There is a fine line between a donkey and a jackass

With the Democrats taking over Philadelphia this week, the time has come to recognize some of the donkeys in sports.

One thing you can be sure of is that in sports, there will always be someone else willing to step up and bray. If you haven’t heard a hee-haw today, just wait for tomorrow.

Then again, there are occasions when a guy might first sound like a donkey before you realize they are actually making some sense.

Let/s look at a couple of examples from the past week: The International Olympic Committee, and Chicago White Sox pitcher Chris Sale.

First off, the opinion here is that you can actually play pin the tail on all of the donkeys at IOC … but not so much with Sale.

Sale has been hammered from coast to coast for his actions when he went berserk over the weekend and turned himself into Edward Scissorhands. Sale was upset at the White Sox organization for a decision to wear what he considered “uncomfortable” throwback jerseys.

The team was scheduled to wear the collared jerseys on Saturday night for Sale’s start, and two days before the game he let it be known he would not be comfortable with the uniform. It was all to no avail, and the Sox went ahead with their plans – and Sale went bonkers.

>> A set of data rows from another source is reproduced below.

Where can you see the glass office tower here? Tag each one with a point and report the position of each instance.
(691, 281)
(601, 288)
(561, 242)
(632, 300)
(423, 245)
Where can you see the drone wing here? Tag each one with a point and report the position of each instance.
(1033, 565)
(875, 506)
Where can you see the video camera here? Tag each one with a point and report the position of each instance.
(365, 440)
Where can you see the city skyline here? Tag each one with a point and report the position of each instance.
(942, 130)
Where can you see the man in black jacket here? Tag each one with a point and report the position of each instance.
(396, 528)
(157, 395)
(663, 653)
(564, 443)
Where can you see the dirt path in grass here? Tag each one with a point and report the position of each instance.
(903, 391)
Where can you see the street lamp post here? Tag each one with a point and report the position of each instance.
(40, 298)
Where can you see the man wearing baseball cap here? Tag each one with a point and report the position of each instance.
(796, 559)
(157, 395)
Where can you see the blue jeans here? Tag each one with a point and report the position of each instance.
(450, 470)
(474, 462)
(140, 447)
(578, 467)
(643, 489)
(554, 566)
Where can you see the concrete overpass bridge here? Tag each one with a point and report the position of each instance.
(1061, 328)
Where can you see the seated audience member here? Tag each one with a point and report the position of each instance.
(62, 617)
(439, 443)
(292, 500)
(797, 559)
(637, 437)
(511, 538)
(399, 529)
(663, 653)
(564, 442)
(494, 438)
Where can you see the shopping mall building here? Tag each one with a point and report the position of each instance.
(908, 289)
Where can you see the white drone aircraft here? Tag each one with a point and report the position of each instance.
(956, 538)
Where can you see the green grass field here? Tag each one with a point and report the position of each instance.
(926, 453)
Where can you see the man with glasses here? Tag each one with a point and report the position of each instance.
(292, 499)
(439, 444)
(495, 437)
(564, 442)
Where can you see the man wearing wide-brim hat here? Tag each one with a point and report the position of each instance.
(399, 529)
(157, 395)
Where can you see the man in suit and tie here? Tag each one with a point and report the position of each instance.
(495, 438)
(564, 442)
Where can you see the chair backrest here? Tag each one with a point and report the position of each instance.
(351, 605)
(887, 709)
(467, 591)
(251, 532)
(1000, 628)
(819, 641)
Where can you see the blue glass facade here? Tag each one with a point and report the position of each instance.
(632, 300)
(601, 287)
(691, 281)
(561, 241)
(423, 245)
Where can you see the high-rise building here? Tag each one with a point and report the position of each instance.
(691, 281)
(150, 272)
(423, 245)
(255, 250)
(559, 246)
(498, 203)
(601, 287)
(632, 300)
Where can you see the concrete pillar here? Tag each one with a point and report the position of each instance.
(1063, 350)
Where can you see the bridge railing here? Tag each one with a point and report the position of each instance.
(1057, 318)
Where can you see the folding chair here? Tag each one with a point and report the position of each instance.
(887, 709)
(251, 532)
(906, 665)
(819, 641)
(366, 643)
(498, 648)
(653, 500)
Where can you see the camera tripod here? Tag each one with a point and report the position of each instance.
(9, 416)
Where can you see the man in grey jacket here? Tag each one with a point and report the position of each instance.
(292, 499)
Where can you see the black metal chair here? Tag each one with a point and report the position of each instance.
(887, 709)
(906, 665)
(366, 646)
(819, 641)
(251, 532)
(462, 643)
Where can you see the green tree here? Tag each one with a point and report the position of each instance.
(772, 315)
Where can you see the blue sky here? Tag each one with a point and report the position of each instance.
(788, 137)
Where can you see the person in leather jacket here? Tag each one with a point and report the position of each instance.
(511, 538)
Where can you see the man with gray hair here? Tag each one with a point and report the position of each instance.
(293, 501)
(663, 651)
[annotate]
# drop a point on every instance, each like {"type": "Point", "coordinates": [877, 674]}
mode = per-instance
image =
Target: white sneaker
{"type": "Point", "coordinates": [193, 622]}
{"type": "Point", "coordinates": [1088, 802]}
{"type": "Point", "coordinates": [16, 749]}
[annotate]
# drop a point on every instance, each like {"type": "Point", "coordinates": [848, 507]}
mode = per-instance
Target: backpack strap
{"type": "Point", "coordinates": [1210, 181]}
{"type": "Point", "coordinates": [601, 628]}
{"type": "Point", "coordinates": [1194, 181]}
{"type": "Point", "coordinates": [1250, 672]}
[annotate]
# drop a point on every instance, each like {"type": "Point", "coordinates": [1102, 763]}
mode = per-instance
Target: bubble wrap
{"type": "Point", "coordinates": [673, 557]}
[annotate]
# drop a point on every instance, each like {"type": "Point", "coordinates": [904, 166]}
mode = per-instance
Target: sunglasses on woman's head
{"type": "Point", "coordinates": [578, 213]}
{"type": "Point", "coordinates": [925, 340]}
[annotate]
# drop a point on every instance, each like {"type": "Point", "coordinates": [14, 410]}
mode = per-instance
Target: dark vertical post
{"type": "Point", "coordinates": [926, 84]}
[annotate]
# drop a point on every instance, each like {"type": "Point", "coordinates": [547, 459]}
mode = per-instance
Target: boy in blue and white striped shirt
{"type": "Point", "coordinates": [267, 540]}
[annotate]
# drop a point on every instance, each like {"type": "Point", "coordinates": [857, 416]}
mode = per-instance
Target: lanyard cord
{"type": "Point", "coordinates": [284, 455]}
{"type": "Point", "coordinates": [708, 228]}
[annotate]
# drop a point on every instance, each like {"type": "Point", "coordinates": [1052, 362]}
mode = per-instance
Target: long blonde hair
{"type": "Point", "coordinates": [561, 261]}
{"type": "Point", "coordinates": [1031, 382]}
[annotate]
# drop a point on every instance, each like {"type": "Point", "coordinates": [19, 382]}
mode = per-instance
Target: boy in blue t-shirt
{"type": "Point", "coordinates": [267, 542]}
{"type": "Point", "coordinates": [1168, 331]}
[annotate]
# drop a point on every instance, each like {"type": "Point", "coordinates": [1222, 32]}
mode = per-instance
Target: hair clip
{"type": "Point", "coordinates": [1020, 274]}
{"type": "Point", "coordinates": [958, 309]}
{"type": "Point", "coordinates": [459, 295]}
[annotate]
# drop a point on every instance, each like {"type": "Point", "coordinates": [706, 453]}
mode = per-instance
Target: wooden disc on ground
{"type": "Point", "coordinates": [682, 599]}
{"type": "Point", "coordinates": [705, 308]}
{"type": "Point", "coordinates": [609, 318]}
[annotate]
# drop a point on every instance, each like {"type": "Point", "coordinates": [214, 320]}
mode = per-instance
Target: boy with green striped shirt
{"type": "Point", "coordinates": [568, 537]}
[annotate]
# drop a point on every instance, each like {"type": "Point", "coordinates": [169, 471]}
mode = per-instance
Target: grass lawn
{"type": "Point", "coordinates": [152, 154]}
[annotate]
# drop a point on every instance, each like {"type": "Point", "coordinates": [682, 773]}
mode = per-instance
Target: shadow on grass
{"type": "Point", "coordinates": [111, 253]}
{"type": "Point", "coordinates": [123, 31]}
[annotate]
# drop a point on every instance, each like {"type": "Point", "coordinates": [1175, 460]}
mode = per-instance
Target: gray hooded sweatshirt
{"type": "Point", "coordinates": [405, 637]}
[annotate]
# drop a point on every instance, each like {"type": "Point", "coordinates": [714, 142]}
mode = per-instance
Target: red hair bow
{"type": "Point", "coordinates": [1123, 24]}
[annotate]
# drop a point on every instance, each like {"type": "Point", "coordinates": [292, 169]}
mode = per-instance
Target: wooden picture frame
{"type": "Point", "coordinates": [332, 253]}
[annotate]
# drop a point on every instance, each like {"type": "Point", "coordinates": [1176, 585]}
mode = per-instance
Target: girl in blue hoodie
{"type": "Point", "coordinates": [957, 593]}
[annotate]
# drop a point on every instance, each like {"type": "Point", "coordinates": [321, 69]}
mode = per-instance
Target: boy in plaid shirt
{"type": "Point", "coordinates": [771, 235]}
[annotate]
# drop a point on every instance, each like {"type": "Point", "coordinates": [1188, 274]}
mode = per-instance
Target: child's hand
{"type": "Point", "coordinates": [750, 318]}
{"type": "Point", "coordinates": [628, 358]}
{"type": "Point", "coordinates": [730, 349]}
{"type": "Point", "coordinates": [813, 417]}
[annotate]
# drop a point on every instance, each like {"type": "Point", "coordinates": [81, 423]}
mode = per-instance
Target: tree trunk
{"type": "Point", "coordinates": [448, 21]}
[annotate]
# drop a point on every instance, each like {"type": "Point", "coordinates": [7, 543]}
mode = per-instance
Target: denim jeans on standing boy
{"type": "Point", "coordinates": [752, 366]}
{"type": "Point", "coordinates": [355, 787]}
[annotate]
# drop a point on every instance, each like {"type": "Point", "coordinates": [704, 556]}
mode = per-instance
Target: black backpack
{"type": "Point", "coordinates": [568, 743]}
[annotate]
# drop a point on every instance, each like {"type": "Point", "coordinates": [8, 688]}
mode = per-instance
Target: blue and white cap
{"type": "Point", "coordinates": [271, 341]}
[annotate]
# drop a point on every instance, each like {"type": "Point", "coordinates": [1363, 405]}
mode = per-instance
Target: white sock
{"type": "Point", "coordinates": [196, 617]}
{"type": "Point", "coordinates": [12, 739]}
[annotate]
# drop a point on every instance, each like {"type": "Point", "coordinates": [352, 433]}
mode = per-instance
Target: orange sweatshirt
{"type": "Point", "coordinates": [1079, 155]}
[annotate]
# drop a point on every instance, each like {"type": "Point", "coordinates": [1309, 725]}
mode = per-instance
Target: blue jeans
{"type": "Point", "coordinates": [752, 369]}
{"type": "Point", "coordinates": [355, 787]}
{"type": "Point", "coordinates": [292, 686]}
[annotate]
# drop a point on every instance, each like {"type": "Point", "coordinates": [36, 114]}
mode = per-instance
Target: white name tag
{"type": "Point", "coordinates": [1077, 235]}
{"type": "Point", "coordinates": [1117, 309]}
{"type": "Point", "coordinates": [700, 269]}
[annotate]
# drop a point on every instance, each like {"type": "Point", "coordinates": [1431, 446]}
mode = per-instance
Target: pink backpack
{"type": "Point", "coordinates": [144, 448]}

In an act of temporary lunacy, Sale decided to cut up the jerseys, and in doing so he earned himself a five-game suspension. He also earned himself a place in the lore of American sports as the jersey cutting will be a point of reference when any athlete goes off the deep end.

Given the chance to explain his actions, Sale apologized to the team and its fans but remains steadfast in his claims that the uniform would have hampered his ability to pitch.

It was a childish tantrum. And it was delivered by a player who had already butted heads with the team by being vocal about the club’s decision to ban Adam LaRoche’s son from the locker room. In other words, Sale really can be a braying donkey.

However, behind this noise, there is an interesting thought process. The whole point of Sale’s complaints was that the team was putting marketing ahead of winning.

He insisted that he could not pitch at his best on what was a hot and humid day because of the uniform, and the team did nothing to remedy the situation. Although it does appear at least at first to be akin to a child stomping his feet, there does seem to be an appearance of the team putting the sale of jerseys over the winning of a game.

The reality is, professional sports leagues are as much a dry goods store as any department store – and often use the players as store window mannequins to sell jerseys, hats and equipment.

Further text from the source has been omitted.